The reason i post this is because i have come onto page 311 , in a coincidence of some magnitude from the most recent set of guestbook posts.
In it he talks of ‘examples from our biblical and rabbinic texts regarding the legal status of one who witnesses a crime but does nothing to stop it….your hands were not bound and your feet were not placed in chains. As one who falls before villains you have fallen’.
Yellow Triangle shall forever remain my favourite, and most dear , song.
Rory
Thanks a mill Gippmeister for the heads up about Dowling’s on TG4, some grand music, but sure it could have been anywhere, no mention if the history of Dowling’s keeping the tradition alive, as Christy says the presenter may never have heard of Pat.

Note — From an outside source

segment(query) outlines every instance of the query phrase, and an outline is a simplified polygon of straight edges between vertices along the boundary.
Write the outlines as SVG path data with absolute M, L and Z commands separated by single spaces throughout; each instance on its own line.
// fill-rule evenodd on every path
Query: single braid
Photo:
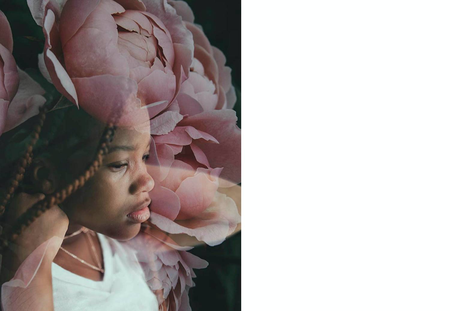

But your link Gippmeister to Prosperous and the YouTube video was magical. I have heard so much about Dowling’s and Ned from his son Barry Farrell over here, it was beautiful to read about and see the great group of ‘pioneer’ musicians.
Morra Pat,
twas great to hear Ned Farrell talk on that Prosperous video…. what a lovely Bodhrán player…Ned was way ahead of the possee of Bodhrán players that ensued…please extend my regards to his Son Barry..
I always recall returning to Pat’s in 1967…after a few years across the water I was so happy to be back amidst that wonderful gathering…Ned gave me such a welcome back..the words he used are still imprinted on my mind …
Then they came for me, there was no one left to speak.